Activity-dynamics correlation
Like stability activity also showed a positive correlation with dynamics. This correlation was not observed for the dynamics of region I but observed only for the dynamics of region II, which is closer to the active site and makes several contacts with active site residues. CM3 which showed maximum activity also showed maximum SD in distance between region II and catalytic serine. BSL and CM4 which showed similar activity also showed similar SD in distance from catalytic serine. This observation further validates the common notion that activity of an enzyme correlates positively with its active site dynamics. However, CM1 which showed more SD has similar activity and CM2 which showed similar SD has better activity compared to BSL. In our study the mutations chosen for combination were primarily based on their stabilizing effect and therefore two out of four of our mutants didn’t show increase in activity. Understanding the relationship between activity and local dynamics requires different sets of mutations each contributing towards activity.
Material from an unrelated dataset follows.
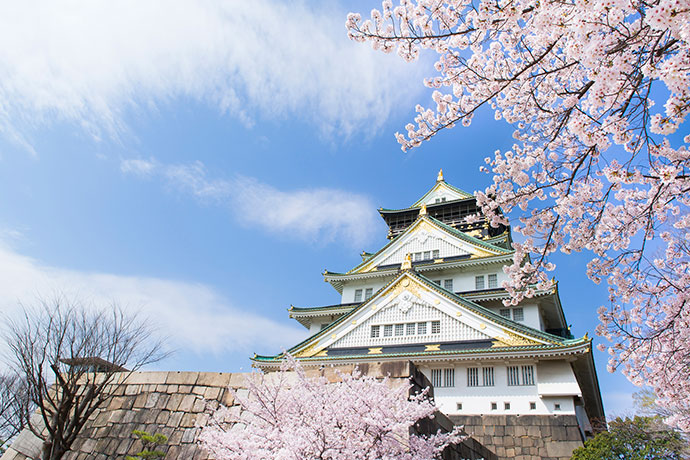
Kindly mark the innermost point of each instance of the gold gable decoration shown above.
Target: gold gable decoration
(512, 340)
Distance between mutation site and site of altered dynamics
In all the four mutants, significant enhancement in dynamics happened in certain locations. In the case of CM2, the mutation site is near the site of altered dynamics whereas in case of CM1, CM3 and CM4 these are far away in space. Such an observation, though compelling, is not out of line with the literature(40, 51–53). Such long distance effect is speculated to be through coordinated motion in protein or through alteration of hydrogen bond networks. Detail mechanism of such long distance effect requires further investigation.
Conclusion
Our study is focused on interrelation between activity and stability of enzyme with that of its local dynamics. Our data suggests that there is optimal dynamics for stability and activity of enzymes. The optimal dynamics is different for different locations of the enzyme. Dynamics near the active site play crucial role in its activity. For stability, optimal dynamics of core region, as expected, is far less than that of outer regions. Stabilizing mutations altered the dynamics of different location towards its optimal value. Such alterations may happen in the vicinity of the mutation or far away from it. Outcome of this study will be helpful in understanding effect of mutation on enzyme stability and activity and will be applicable in engineering enzymes for more activity and stability.
Author contribution
TRM has performed all the computational work and VK has performed all the experimental work presented in this submission. NMR has designed the study and prepared the manuscript.
Acknowledgments
TRM and VK acknowledge the research fellowship received from CSIR. Authors acknowledge the generous computational support extended by Bioinformatics Research and Application Facility (BRAF) at CDAC, India. All the authors declare no conflict of interest with the work presented in this submission.
Footnotes
The manuscript was formatted according to the Biophysical Journal format. Title and abstract was modified to reach word/character limit. figures were placed along with the text. statement of significant was added in this version which was absent in the previous version.